Published March 13, 2008
This year The Georgia Bulletin wanted to share the warmth and goodness of this wonderful tradition with its readers.
Rose Begley, who with her husband, Tom, leads a group planning the annual Mass, provides these recipes from a lifetime of bread baking that began when she was 7 years old. As the oldest girl in a family of 14, her mother began teaching her then how to bake bread, which was a part of everyday life on their farm in Carrickmacross, County Monaghan, Ireland.
“We would bake two or three loaves of bread every day. We didn’t buy bread,” Rose recalls.
Her scones and breads are a treasured part of the heritage she received from her parents and her native land, which she shares generously with all who celebrate St. Patrick’s Day.
Old-Fashioned Irish Soda Bread
4 cups flour
1½ teaspoons of baking powder
½ teaspoon of baking soda
½ cup of sugar
2 teaspoons of salt
6 tablespoons of shortening
2 cups of buttermilk (or half buttermilk and half sour cream)
1 cup of raisins
2 tablespoons of caraway seeds (optional)
Mix all in the order given.
Bake in a buttered cast iron frying pan in a moderate oven at 350 degrees for 1 hour.
Cool on the counter for about 20-30 minutes.
To serve later, wrap bread in a moistened towel and refrigerate.
To serve, cut in pieces as if cutting a pie.
(Bread can also be made ahead and frozen. When still warm, wrap the bread in waxed paper and then aluminum foil and freeze.
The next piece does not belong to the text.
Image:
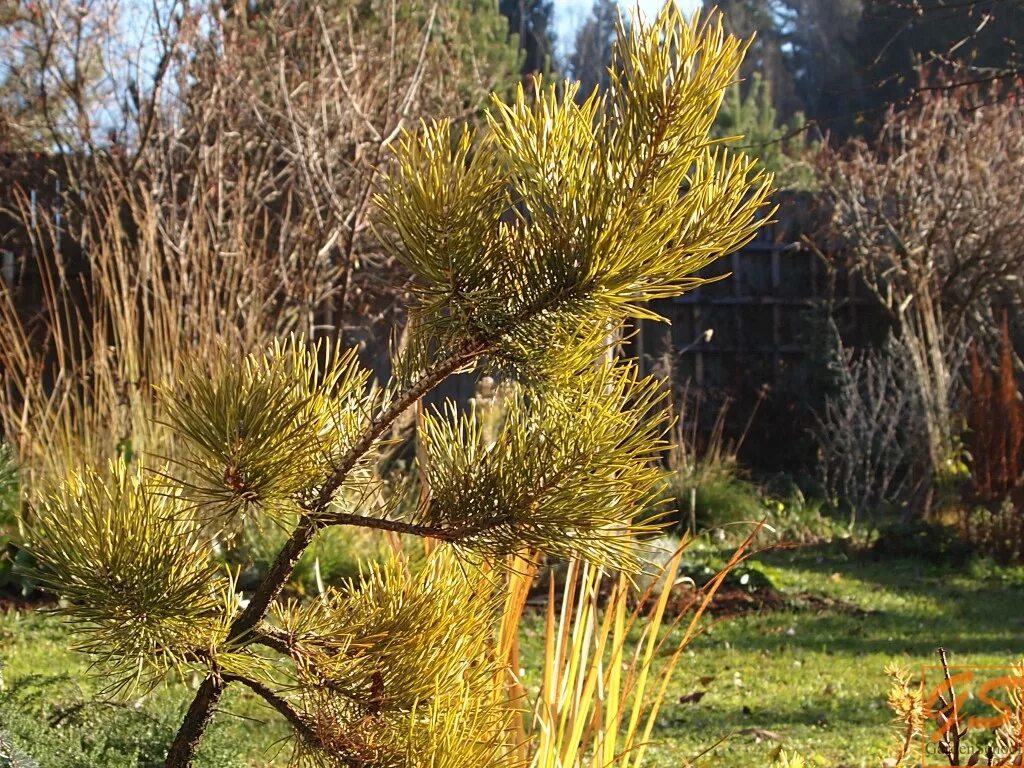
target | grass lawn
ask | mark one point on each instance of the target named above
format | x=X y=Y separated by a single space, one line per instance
x=810 y=677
Defrost at room temperature.)
Follow the recipe above, but increase the amount of flour by ½ cup and add more raisins.
Preheat the oven to 400 degrees.
Knead the dough until the consistency is like that for biscuits.
Drop the dough in about tablespoon-size dollops about 2 inches apart on a greased cookie sheet.
Cook for about 20 minutes.
Serve warm with butter and jam or creamed cheese and enjoy.